Enjoy an in-depth Rukai and Paiwan tribe indigenous experience on southern Taitung’s coastIf you look at a map of Taiwan, you’ll find that the island somewhat resembles a tobacco leaf, the southern end, Hengchun Peninsula, forming the leafstalk. There, close to the southern foothills of the Central Mountain Range (the leaf’s spine) you’ll find numerous indigenous villages, the residents of which belong to the Rukai and Paiwan tribes. If you have your own means of transportation and start from the western part of Taiwan, follow Provincial Highway 1 on the coast south of Kaohsiung and then turn onto Provincial Highway 9, which traverses the Hengchun Peninsula and then follows the eastern coast up north. You can also take a train from Kaohsiung in the west to Taitung in the east, getting off at Jinlun or Duoliang.
Due to suitable weather and natural conditions, the coastal plains and the gentle slopes of the mountains in southern Taitung County have been used for centuries by indigenous communities to grow crops, such as millet. The four townships in this area, namely Taimali, Jinfeng, Dawu, and Daren, all have a distinctive indigenous character, are rich in cultural resources, and feature a beautiful and scenic natural environment. In the Taimali and Jinlun river basins you’ll also find a number of hot springs. Arrange a short in-depth indigenous village trip to experience life in these small villages and enjoy the warm hospitality of the local people.
Here is an overview of recommended places to visit.
If you head uphill from the picturesque Duoliang Railway Station, located just above the coastal highway, you’ll come to Chalami (Calavi) where you can enjoy indigenous dishes at the Xiangyang Xinchuan Woodworks Studio and marvel at beautiful wood sculptures made from driftwood.
Take Provincial Highway No. 9 further south, following the amazingly beautiful Pacific coast, and make a stop at Daniao village. There you can visit Pacavalj Fabric Workshop and check out the fine handicraft works done by women of the village. The richly embroidered items feature traditional patters of the Paiwan tribe and are made in the traditional ways of the tribe.
The next indigenous village you want to visit is Anlang (Aljungic) just to the west of Daren. There, at the Fanshi Yongxin Millet Garden, you can learn from young farmer Fan Yong-zhong, who returned to the countryside after spending time away in the city, about the traditional indigenous way of cultivating the land. Immerse yourself in the culture of the Paiwan tribe right at the source of produces such as millet and djulis.

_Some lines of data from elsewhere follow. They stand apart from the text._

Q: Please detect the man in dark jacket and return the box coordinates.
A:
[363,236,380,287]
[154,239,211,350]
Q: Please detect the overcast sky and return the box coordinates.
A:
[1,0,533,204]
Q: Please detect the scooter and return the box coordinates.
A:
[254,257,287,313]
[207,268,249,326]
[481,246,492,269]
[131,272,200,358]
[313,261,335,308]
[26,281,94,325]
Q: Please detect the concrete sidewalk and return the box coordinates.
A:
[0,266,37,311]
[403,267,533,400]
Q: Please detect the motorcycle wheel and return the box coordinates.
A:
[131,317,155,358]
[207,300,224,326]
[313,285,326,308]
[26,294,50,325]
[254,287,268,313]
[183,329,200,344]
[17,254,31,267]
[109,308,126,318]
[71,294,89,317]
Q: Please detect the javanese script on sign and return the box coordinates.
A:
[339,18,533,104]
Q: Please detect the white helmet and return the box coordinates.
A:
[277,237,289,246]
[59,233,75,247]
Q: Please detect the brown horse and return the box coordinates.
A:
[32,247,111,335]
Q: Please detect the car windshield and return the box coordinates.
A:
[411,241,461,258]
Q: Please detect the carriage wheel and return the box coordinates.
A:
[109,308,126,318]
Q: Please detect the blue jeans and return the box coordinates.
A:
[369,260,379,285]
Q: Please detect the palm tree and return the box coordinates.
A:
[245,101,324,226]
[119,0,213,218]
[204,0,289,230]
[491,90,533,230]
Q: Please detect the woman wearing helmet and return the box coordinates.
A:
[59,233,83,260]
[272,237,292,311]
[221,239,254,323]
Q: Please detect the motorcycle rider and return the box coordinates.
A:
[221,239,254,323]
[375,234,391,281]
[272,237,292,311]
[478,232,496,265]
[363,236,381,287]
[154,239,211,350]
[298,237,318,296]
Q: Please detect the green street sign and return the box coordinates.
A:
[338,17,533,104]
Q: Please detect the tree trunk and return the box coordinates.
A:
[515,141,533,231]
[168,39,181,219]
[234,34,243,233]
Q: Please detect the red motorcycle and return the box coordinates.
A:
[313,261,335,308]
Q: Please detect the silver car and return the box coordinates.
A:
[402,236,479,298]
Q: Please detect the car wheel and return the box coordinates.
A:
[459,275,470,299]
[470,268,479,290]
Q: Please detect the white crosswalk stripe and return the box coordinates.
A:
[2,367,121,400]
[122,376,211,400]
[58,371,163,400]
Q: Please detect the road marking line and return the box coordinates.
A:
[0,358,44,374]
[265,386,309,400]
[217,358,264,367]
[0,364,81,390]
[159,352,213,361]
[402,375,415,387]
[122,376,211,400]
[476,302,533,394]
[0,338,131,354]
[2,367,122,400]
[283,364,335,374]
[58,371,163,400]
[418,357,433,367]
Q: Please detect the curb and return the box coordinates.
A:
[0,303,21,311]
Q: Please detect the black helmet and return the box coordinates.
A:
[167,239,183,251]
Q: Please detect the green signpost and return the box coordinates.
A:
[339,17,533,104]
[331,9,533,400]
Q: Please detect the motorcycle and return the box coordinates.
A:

Back further up north, dine in Jinlun Village at Jiang Mi Mi Restaurant and feast on innovative dishes prepared by the young Paiwan lad Chen Zhi-wei, who uses produce from the village. When he’s not in the kitchen he might sit down, grab his guitar and start singing under the moon to the delight of his guests.
Jinlun is known for its hot springs and spending the night there you want take a dip in the soothing hot-spring water. A good place to stay, located right in the hot-spring area, is Ying Hui Indigenous Homestay, which has a distinct Paiwan and Rukai tribal theme. Upon entering the guesthouse you’ll find yourself surrounded by traditional tribal garments and accessories.
The owner of the guesthouse, Luo Ying-hui is carrying on the tradition of Rukai weaving and embroidery, presenting beautiful displays of the art created in the village. If you stay at the guesthouse you’ll also have the chance to put on some of the traditional garments and pose for memorable photos. At the guesthouse you can also try fresh coffee, the beans cultivated and hand-roasted by the owner. Learn first-hand how to pound, select, and roast the beans. The coffee has been awarded as one of the best in Taitung.
If you are interested in indigenous culture and handicraft, don’t miss Lulakesi (Rulakes) village, further inland from Jinlun. On special occasions, visitors are greeted with a traditional Rukai Water and Fire Ceremony.
At Rosa’s Workshop you’ll find cultural artifacts of the Rukai tribe, systematically arranged according to period of origin. At the workshop you can also do some DIY, creating auspicious hanging adornments using millet seeds, while listening to stories told by the owner.
At Binmao Village (Djumulj), just to the west of Jinlun, visit the small Patagilj bar and try cocktails made with millet wine as base and roselle blossoms as flavor. The bar also serves up a variety of indigenous specialties.
Patagilj is a group of young members of the Paiwan tribe who have returned to their homeland to do organic farming. They have created their own brand, and they insist on using only traditional methods to prevent harming the soil. The group promotes produce from Taitung’s Jinfeng Township and is actively preserving the culture of the Paiwan tribe.
If you plan to visit these villages in the very south of Taiwan, guided culture- and eco-tours can be arranged to allow you gaining a deeper understanding of the local tribal people, how they came to settle in the area, how they used to hunt, and so on. Immerse yourself in the fascinating culture of Taiwan’s indigenous tribes!